Speer wrote first-hand of Adolf Hitler and the Nazis. Uris wrote of the heroic Berlin Airlift, when the city was saved from the grasp of the Soviet Union by a constant rotation of supply aircraft between Berlin and the western zone.
Berlin is now capital of a free, democratic, united Germany and de facto leader of Europe. The sacrifices of Americans to defeat the Nazis and the communist totalitarians paid off, which should be a constant celebration of a united America.
Instead, past American sacrifices and efforts are now being mocked in our own country and around the globe by those who would tear down the free world step by step through disinformation and propaganda and replace it with authoritarian governments subservient to the likes of Russia, China, Turkey, Hungary, and the Philippines.
Germany has a special history with propaganda. Speer reminds us how Josef Goebbels mastered its use in the rise of the Nazis with his Hitler-featured rallies and his command of the mass media. It is no wonder that the current German government is mounting its own counter-propaganda campaign against authoritarianism by reminding its citizens that it is a Rechtsstaat, or country of the rule of law.

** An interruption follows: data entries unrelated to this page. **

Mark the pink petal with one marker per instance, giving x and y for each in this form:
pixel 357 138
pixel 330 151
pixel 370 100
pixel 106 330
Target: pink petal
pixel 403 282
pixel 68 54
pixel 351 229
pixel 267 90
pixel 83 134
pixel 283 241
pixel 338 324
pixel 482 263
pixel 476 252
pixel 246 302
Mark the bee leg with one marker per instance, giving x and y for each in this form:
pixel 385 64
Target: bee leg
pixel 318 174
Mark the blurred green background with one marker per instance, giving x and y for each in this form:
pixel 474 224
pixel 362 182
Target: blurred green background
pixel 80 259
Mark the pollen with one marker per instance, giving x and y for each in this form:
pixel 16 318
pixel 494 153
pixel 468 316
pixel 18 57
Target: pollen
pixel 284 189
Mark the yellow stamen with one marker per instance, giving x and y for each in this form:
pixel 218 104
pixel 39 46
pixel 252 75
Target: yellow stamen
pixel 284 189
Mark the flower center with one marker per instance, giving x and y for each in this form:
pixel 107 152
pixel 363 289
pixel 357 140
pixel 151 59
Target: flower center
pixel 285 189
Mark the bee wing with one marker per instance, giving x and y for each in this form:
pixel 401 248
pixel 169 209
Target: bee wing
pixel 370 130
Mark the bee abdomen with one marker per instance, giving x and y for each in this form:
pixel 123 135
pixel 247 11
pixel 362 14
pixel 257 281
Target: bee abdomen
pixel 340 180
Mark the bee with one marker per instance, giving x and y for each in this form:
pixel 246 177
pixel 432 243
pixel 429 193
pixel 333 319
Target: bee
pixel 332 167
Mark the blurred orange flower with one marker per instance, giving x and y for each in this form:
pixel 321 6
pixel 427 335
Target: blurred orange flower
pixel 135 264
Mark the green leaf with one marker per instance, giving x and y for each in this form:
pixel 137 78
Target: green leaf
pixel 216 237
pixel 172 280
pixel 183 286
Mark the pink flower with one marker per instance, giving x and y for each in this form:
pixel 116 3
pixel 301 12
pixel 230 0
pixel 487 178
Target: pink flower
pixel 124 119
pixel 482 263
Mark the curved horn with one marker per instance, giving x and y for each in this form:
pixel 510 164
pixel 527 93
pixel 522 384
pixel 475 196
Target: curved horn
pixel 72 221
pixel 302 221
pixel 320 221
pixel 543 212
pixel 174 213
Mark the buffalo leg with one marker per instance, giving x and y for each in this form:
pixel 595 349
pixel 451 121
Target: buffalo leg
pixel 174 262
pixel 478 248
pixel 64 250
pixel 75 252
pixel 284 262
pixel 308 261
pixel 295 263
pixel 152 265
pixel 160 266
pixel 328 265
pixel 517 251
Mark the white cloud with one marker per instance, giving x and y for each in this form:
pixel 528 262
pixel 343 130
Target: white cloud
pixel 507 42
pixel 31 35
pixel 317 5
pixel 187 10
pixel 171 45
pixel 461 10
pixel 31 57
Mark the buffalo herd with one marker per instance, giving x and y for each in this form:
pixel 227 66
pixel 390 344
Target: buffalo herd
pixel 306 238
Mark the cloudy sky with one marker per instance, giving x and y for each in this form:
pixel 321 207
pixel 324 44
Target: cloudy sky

Today, at the S-Bahn at Botanischer Garten and the U-Bahn at Kottbusser Tor, I saw large billboards placed by the federal ministry of justice. See an example in the photo below, which offers the Rechtsstaat, the backbone of democracy, as protection against arbitrariness and as pursuer of justice.
The billboards are shocking, not for what they say, but that they exist at all. They are evidence that the American successes of the last century to help establish Germany as a strong democracy, and to protect our own, are in peril, the sacrifices perhaps for naught. This is more than sobering, it is frightening.